Por un lado la capacidad representativa para contribuir a desplegar modelos sociales. Por otro, la capacidad organizativa para hacerlo desde una vertebración de la sociedad y no solo como un forma de representación clientelar de los potenciales beneficiarios de la acción sindical (entendiendo la palabra clientelar en el sentido más legítimo que pueda tener). No siendo un sindicato solo para la clase trabajadora (que representa a la clase), sino un sindicato de la clase trabajadora (que organiza a la clase).

Esta afirmación del último párrafo conlleva dos reflexiones asociadas. Una es que el sindicato no puede transitar en solitario ninguno de esos dos caminos. Para la construcción de un pacto social que dé certidumbres se requiere de la implicación decidida de las instituciones y las orientaciones de la acción de los gobiernos, cuestión esta que trasciende ya del ámbito del estado-nación.

La otra reflexión es que la vertebración social lograda a través del sindicalismo sigue siendo imprescindible, pero no puede ser única ni impermeable en una sociedad diversa y donde el trabajo no puede ser un elemento aglutinante tan decisivo como lo era en la uniformidad industrial fordista. Hoy la construcción social de identidades colectivas se sustancia en causas de una potencia transformadora enorme pero con formas organizativas diversas, a veces difusas y a veces débiles o irregulares. Por poner el ejemplo más obvio, el sindicalismo hoy tiene que incorporar la visión feminista a la acción sindical y esto puede y debe tener un potencial enorme, pero incluso desplegando todo ese potencial, el feminismo alude a muchas más cuestiones que las que el sindicato puede abarcar.

Partimos de que hoy las opciones políticas reaccionarias amenazan el armazón de libertades públicas y consensos democráticos y sobre los derechos humanos.

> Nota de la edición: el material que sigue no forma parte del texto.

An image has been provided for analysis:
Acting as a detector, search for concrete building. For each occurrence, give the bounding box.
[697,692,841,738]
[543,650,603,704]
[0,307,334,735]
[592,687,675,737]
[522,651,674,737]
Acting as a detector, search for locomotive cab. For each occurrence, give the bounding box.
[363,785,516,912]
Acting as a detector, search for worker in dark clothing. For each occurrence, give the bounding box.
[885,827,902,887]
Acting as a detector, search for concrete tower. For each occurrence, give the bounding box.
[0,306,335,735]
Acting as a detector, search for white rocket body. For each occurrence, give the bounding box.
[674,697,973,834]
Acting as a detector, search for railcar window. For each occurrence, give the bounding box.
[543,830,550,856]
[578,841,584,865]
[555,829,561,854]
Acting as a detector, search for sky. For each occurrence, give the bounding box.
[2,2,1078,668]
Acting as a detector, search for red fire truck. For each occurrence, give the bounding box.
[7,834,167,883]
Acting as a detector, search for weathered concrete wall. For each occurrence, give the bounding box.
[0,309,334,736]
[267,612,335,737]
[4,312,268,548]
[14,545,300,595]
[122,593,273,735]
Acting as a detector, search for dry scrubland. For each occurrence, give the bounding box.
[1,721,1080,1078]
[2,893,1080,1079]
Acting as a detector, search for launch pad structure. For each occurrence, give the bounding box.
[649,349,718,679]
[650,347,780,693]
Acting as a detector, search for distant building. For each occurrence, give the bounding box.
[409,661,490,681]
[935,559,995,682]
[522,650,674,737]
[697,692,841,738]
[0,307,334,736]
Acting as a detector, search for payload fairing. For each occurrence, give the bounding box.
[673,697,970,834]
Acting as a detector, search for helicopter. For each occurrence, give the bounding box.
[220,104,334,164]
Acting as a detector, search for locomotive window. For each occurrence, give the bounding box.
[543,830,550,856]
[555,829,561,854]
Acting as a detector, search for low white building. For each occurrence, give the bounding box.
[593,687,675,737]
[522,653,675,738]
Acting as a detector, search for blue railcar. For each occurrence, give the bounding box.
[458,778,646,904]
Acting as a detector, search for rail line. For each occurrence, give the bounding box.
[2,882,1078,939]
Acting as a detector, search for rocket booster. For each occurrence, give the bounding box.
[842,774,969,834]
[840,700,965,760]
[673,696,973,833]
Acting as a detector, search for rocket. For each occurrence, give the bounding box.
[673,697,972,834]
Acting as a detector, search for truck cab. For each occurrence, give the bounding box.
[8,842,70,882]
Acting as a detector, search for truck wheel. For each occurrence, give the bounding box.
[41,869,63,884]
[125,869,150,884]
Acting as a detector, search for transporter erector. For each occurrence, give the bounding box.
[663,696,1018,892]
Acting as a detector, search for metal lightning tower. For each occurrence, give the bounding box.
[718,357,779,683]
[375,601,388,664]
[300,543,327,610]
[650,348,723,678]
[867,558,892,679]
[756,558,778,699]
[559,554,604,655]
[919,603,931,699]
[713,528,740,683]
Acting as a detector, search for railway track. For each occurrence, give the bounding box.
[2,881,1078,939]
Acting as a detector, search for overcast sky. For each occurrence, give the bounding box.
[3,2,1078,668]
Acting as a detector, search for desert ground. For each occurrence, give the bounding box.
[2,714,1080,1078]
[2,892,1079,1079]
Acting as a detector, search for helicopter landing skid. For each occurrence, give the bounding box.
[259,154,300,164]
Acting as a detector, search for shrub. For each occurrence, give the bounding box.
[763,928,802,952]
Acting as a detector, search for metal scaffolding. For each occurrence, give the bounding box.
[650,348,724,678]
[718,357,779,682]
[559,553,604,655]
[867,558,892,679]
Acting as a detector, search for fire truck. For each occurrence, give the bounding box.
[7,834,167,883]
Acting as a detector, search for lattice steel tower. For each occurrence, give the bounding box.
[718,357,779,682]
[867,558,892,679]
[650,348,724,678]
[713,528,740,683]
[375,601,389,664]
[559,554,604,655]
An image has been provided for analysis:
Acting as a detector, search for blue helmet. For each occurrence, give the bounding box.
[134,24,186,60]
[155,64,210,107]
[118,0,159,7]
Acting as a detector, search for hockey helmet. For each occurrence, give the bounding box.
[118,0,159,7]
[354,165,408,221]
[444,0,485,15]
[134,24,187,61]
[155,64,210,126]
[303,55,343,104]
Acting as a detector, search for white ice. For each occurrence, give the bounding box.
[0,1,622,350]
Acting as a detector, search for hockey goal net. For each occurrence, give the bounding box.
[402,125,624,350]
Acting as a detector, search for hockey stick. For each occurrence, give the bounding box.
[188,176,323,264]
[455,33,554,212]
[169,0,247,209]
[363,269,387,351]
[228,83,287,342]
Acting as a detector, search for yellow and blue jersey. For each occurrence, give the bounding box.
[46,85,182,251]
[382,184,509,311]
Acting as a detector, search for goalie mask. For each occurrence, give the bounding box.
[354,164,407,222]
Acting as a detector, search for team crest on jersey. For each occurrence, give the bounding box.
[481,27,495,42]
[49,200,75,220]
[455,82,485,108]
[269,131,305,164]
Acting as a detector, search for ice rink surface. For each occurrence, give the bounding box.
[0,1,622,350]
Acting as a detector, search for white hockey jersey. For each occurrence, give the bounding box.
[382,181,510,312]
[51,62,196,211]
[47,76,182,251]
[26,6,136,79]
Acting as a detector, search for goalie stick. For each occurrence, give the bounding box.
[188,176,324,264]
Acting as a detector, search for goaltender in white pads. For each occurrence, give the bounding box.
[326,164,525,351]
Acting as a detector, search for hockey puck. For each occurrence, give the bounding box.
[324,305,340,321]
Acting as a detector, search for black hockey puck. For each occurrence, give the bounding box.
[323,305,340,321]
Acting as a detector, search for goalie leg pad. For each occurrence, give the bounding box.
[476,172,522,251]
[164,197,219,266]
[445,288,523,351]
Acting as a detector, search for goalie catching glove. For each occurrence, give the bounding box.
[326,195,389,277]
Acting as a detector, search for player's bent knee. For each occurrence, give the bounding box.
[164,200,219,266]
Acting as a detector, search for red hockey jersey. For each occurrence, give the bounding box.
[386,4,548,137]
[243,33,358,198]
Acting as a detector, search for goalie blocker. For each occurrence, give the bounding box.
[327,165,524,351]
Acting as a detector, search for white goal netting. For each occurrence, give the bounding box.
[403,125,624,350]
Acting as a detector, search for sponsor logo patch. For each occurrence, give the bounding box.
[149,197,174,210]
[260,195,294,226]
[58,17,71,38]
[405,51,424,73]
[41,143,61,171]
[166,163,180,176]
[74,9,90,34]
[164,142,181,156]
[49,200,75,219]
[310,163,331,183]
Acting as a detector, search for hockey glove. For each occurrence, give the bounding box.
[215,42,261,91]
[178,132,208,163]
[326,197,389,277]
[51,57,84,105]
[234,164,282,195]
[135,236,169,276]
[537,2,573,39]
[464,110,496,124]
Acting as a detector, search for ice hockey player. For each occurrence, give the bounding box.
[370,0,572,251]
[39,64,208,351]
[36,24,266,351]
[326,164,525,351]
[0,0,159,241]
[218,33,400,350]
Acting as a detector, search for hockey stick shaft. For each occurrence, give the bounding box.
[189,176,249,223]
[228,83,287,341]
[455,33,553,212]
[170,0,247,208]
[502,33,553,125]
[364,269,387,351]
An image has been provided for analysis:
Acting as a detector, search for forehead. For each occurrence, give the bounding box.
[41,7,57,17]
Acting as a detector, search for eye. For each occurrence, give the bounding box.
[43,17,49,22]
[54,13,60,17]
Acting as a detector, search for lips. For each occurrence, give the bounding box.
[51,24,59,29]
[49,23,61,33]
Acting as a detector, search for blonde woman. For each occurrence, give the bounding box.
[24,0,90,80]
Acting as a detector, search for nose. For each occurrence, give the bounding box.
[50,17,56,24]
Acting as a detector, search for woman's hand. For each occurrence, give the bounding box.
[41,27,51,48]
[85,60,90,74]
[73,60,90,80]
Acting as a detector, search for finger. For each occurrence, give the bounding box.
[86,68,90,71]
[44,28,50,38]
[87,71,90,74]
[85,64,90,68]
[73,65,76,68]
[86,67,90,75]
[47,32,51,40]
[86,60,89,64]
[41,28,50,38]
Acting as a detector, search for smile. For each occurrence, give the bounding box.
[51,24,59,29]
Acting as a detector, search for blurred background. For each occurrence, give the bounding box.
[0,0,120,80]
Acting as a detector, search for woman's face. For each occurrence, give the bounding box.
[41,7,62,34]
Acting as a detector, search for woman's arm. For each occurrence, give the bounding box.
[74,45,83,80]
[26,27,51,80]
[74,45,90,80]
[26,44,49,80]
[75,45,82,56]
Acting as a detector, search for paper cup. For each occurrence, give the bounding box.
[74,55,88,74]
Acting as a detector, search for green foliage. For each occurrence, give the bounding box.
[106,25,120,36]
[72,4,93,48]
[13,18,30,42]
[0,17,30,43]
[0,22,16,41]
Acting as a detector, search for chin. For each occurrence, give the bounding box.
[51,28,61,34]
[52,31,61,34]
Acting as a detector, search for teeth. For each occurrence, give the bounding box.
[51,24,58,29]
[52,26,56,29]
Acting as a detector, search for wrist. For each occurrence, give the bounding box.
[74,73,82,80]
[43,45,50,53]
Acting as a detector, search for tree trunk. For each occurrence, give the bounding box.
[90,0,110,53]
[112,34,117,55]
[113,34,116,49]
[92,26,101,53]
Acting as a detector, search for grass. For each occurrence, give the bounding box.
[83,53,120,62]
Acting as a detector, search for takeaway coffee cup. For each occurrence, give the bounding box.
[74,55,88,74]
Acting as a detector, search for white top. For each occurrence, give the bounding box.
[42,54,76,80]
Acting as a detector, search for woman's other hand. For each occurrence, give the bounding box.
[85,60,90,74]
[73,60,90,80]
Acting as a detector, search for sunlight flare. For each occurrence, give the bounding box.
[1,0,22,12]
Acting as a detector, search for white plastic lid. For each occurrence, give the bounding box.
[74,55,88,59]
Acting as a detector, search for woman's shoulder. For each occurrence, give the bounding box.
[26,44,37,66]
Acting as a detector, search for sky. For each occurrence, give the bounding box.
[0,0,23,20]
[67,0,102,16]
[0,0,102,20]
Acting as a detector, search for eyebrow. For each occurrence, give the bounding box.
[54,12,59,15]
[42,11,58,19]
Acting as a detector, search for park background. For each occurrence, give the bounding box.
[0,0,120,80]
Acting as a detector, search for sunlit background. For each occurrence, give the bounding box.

Generar anticuerpos ante esa amenaza pasa por sociedades vertebradas, que impulsen un contrato social destinado a proteger a las mayorías sociales y a devolver certidumbres y espacios de seguridad, alejados obviamente de su formulación reaccionaria.

En ese empeño el sindicalismo confederal es el actor mejor situado en la combinación virtuosa de generar derechos efectivos, y hacerlo mediante procesos de empoderamiento colectivo.

Reitero la actualización natural de nuestra génesis y nuestra historia. El sindicalismo, al menos el que aspira a encarnar CCOO, es sociopolítico sin ninguna veleidad partidaria ni pretendiendo asumir funciones que no le corresponden. O que en todo caso le corresponden desde la corresponsabilidad con el marco institucional. Por tanto ni se le puede exigir ni debemos aspirar a suplir las carencias que pudieran apreciarse en un momento de crisis de todos los espacios de mediación democrática.

Sin embargo la acción sindical que va más allá del mero corporativismo, es un factor de agregación de intereses y de representación de la heterogeneidad de la clase trabajadora, imprescindible para mantener sociedades democráticas y oponerse al riesgo reaccionario que recorre el mundo.